Hypoplasien des Zahnschmelzes sind durch Funktionsstörungen der Ameloblasten bedingt. Diese Störungen haben eine unvollständige und mangelhafte Bildung der organischen Matrix zur Folge. Klinisch finden sich zumeist Furchen, horizontale Streifen oder Defekte ("pitting") der Oberfläche, manchmal auch Missbildungen der Zahnkrone. Schmelzhypoplasien können sowohl genetisch (verschiedene Arten der Vererbung), als auch durch äussere Faktoren bedingt auftreten. Zu den letztgenannten Faktoren gehören Vitaminmangel (A, C und D), exanthematische Erkrankungen (Masern, Röteln, Scharlach), Lues connata, Hypokalzämie, Geburtstraumata, Frühgeburtlichkeit, Erkrankungen mit Hämolyse, lokale Infektionen und Traumata sowie Fluoridüberdosierung.

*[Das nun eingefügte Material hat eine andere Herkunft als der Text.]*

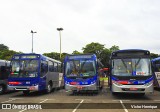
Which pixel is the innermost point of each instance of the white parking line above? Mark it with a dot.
(44, 100)
(8, 101)
(78, 106)
(119, 100)
(123, 106)
(11, 99)
(84, 99)
(157, 100)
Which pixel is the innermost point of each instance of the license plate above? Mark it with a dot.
(79, 87)
(133, 89)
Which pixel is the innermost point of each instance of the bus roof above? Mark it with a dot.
(131, 50)
(130, 53)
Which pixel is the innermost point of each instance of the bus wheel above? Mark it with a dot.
(49, 89)
(141, 94)
(114, 93)
(2, 89)
(26, 92)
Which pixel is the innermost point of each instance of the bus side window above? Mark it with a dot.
(59, 67)
(44, 68)
(51, 66)
(55, 67)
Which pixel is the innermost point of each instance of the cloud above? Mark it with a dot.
(128, 24)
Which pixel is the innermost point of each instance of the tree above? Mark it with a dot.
(53, 55)
(114, 48)
(95, 48)
(154, 55)
(7, 54)
(103, 54)
(56, 56)
(3, 47)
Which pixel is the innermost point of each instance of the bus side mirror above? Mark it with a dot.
(106, 71)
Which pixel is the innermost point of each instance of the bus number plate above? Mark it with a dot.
(133, 89)
(79, 87)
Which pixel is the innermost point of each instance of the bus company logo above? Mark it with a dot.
(6, 106)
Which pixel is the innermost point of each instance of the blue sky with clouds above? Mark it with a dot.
(125, 23)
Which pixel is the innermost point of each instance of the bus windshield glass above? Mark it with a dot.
(80, 68)
(131, 67)
(24, 68)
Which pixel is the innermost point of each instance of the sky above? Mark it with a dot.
(129, 24)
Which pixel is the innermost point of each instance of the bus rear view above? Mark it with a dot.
(131, 72)
(81, 73)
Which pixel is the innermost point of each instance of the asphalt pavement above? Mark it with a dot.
(62, 101)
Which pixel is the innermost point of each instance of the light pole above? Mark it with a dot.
(60, 29)
(32, 39)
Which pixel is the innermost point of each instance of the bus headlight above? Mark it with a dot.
(116, 83)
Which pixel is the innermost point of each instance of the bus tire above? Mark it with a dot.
(49, 88)
(141, 94)
(114, 93)
(26, 92)
(2, 89)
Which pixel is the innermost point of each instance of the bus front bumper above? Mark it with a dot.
(132, 88)
(23, 88)
(81, 87)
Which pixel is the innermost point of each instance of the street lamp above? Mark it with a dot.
(32, 39)
(60, 29)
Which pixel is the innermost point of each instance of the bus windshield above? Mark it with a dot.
(24, 68)
(80, 68)
(131, 67)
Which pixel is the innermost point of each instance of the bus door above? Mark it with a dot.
(43, 73)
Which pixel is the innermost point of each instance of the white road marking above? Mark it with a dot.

Die Anzahl betroffener Zähne ist von der Ursache abhängig: Nach lokalem Trauma kann nur ein Einzelzahn hypoplastisch sein, während Zahngruppen oder das gesamte Gebiss im Falle einer systemisch wirksamen Ursache betroffen werden. Die Lokalisation, klinische Manifestation und der Schweregrad der resultierenden Hypoplasie sind sehr variabel. Im wesentlichen sind sie abhängig von deren Ursache, dem Ausmass der Exposition gegenüber den ursächlichen Faktoren und dem Entwicklungsstadium der betroffenen Zähne zum Zeitpunkt der Schädigung.

Vereinfachend kann festgehalten werden, dass durch äussere Faktoren bedingte Schmelzhypoplasien auf Einflüsse während des ersten Lebensjahres zurückzuführen sind.


Antibiotika und Schmelzdefekte

Bislang wurden antimikrobielle Substanzen nicht als mögliche Ursachen von Schmelzdefekten erwähnt. Mit Ausnahme der Tetracycline gibt es nach unserer Kenntnis keine Evidenz für einen kausalen Zusammenhang zwischen wiederholter antibiotischer Behandlung und Schmelzdefekten. Die Auswirkungen von Tetracyclinen dagegen sind allgemein bekannt und nachgewiesen.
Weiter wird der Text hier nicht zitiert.